Ecco le tappe principali della vicenda in esame. Nel 2017 un cittadino rumeno viene condannato dalla Corte d’appello di Bucarest a una pena detentiva, divenuta definitiva il 10 novembre 2020. Il 25 novembre 2020 tale giudice emette un mandato d’arresto europeo nei confronti di detta persona ai fini dell’esecuzione di tale condanna. Il 29 dicembre 2020 tale persona viene arrestata in Italia. Tuttavia, le autorità giudiziarie italiane rifiutano di consegnare la persona interessata alle autorità rumene. Per contro, tali autorità decidono di riconoscere la sentenza di condanna della Corte d’appello di Bucarest e di eseguire la pena in Italia. Esse ritengono infatti che ciò aumenterebbe le possibilità di reinserimento sociale del soggetto, il quale risiedeva legalmente ed effettivamente in Italia. Inoltre, le autorità giudiziarie italiane detraggono dalla durata iniziale della pena i periodi di detenzione già scontati in Italia e dispongono nei confronti del condannato gli arresti domiciliari con contestuale sospensione condizionale. Dal canto loro, le autorità giudiziarie rumene si oppongono tanto al riconoscimento della sentenza di condanna quanto alla sua esecuzione in Italia. Esse ribadiscono che il mandato d’arresto europeo emesso nei confronti del cittadino rumeno è ancora in vigore. Di conseguenza, secondo le autorità rumene, la persona deve essere consegnata e la sua pena deve essere eseguita non già in Italia, bensì in Romania.
Consequenziali i dubbi sul tavolo dei giudici europei: il rifiuto di consegnare una persona oggetto di un mandato d’arresto europeo emesso per eseguire una pena privativa della libertà presuppone che lo Stato di emissione abbia acconsentito all’esecuzione della pena in un altro Stato membro? Qualora, poi, lo Stato di emissione non abbia dato il suo consenso a tale presa in carico conformemente alle norme specifiche del diritto dell’Unione Europea in materia, esso conserva il diritto di eseguire la pena e quindi di mantenere il mandato d’arresto europeo?

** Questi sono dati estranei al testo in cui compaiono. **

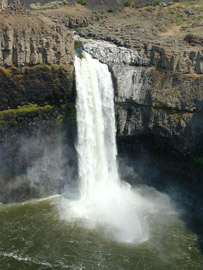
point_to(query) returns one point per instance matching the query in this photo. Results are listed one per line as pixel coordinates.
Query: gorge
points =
(57, 126)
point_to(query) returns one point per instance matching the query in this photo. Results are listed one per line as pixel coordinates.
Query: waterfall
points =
(96, 144)
(105, 200)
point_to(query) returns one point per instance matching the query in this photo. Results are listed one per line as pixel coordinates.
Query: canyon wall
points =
(155, 105)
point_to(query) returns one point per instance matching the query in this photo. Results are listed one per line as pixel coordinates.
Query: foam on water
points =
(105, 200)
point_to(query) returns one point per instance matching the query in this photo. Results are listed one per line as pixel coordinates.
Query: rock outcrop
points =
(153, 104)
(31, 40)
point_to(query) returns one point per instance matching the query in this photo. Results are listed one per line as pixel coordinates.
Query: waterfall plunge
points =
(105, 200)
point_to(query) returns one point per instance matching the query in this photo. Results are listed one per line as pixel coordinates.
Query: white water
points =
(105, 200)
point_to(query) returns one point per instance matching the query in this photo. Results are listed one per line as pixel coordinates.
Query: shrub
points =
(51, 5)
(111, 10)
(127, 3)
(81, 2)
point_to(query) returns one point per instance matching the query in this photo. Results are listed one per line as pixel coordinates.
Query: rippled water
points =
(33, 236)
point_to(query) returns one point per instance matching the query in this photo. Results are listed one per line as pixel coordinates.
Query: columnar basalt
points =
(152, 102)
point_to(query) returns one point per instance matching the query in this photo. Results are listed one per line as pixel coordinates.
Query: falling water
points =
(105, 200)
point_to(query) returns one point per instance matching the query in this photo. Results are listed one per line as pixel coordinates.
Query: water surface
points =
(33, 236)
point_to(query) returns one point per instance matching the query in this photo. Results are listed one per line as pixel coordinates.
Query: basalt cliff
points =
(157, 71)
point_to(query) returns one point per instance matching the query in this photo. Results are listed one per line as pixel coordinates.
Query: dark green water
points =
(32, 236)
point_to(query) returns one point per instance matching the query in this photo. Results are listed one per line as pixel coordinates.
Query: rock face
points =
(36, 96)
(153, 104)
(184, 62)
(31, 40)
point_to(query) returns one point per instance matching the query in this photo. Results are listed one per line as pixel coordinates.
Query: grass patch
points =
(14, 114)
(81, 2)
(51, 5)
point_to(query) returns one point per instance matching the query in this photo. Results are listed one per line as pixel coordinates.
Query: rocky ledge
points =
(31, 40)
(152, 103)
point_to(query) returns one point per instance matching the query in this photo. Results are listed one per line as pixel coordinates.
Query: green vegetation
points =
(153, 110)
(89, 37)
(135, 64)
(110, 10)
(198, 159)
(51, 5)
(81, 2)
(127, 3)
(14, 114)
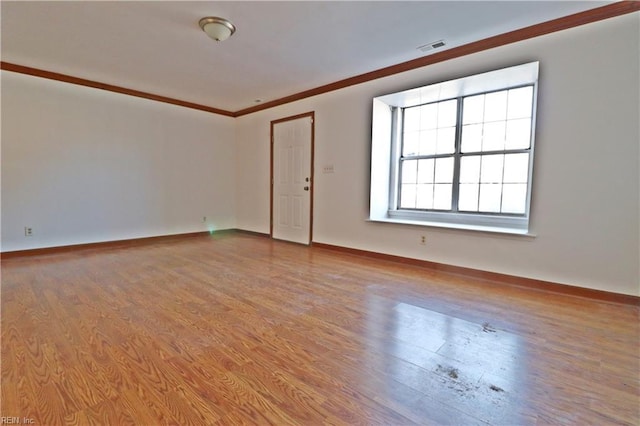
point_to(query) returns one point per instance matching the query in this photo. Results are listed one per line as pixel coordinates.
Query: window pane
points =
(447, 113)
(514, 198)
(516, 168)
(410, 143)
(472, 138)
(493, 136)
(495, 106)
(491, 168)
(444, 170)
(520, 102)
(409, 171)
(425, 197)
(490, 194)
(442, 197)
(468, 197)
(446, 140)
(428, 142)
(426, 170)
(518, 133)
(411, 119)
(470, 169)
(408, 196)
(473, 109)
(428, 116)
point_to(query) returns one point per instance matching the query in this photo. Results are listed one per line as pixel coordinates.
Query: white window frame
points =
(385, 151)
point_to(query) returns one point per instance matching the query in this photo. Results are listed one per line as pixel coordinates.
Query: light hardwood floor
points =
(240, 329)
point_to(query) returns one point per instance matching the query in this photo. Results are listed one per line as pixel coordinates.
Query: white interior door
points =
(291, 189)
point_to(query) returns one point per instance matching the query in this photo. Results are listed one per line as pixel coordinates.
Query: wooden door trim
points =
(310, 114)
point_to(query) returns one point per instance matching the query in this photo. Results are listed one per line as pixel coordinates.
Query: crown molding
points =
(582, 18)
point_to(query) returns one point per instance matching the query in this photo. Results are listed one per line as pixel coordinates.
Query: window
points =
(458, 153)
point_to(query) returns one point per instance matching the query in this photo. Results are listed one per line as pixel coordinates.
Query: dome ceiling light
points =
(218, 29)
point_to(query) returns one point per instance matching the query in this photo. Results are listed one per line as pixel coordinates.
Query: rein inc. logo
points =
(6, 420)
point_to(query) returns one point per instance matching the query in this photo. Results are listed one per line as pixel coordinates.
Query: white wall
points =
(81, 165)
(585, 208)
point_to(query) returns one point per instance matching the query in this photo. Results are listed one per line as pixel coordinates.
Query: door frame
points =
(310, 114)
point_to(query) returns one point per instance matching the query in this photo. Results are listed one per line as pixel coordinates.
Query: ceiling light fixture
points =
(218, 29)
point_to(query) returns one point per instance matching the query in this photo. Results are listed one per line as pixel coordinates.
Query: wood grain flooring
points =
(239, 329)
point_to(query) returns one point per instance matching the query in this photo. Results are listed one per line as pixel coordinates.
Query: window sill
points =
(460, 226)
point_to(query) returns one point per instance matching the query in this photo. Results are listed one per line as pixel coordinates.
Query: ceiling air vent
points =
(431, 46)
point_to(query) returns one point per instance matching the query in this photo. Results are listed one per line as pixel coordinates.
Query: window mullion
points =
(456, 159)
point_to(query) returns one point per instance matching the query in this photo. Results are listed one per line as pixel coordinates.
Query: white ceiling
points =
(279, 49)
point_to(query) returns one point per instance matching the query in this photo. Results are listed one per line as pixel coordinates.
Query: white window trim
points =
(384, 150)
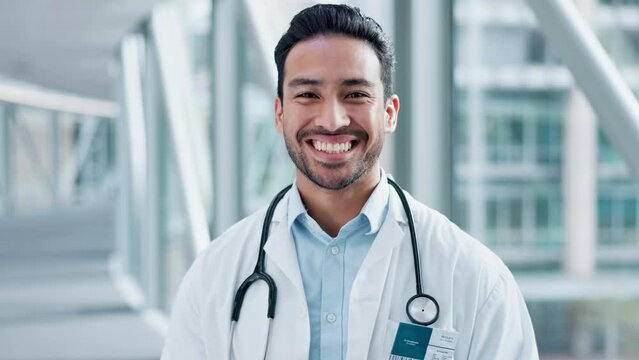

A fronte di tali interrogativi, i giudici europei ricordano anzitutto che il mandato d’arresto europeo si basa sul principio della fiducia reciproca e che il rifiuto di esecuzione è un’eccezione, che deve essere sempre interpretata restrittivamente. Pertanto, gli organi giudiziari dello Stato membro che rifiuta l’esecuzione del mandato d’arresto europeo affinché la pena sia eseguita nel territorio di questo stesso Stato devono ottenere il consenso degli organi dello Stato membro emittente quanto alla presa in carico dell’esecuzione della pena irrogata in quest’ultimo Stato. Tale consenso implica la trasmissione allo Stato membro di esecuzione della sentenza di condanna pronunciata dallo Stato membro di emissione, corredata di un certificato. Senza tale consenso, le condizioni per la presa in carico dell’esecuzione non sono soddisfatte e la persona interessata deve essere consegnata. Infatti, l’obiettivo di aumentare le possibilità di reinserimento sociale, addotto dalle autorità italiane, osservano i giudici europei, non è assoluto e deve essere conciliato con la regola di principio secondo cui gli Stati membri danno esecuzione a ogni mandato d’arresto europeo.
Tenuto conto delle diverse funzioni della pena nell’ambito della società, gli organi dello Stato membro in cui una persona è stata condannata a una pena privativa della libertà possono legittimamente basarsi su argomenti di politica penale che gli sono propri al fine di giustificare che la pena irrogata sia eseguita nel suo territorio e, di conseguenza, rifiutare la trasmissione della sentenza di condanna e del certificato ai fini dell’esecuzione della pena in un altro Stato membro.
In ogni caso, se il rifiuto di eseguire un mandato d’arresto europeo è stato fatto in violazione delle condizioni essenziali e della procedura prevista dal diritto dell’Unione Europea, tale mandato d’arresto europeo resta in vigore e lo Stato di emissione conserva il diritto di eseguire nel proprio territorio la pena irrogata.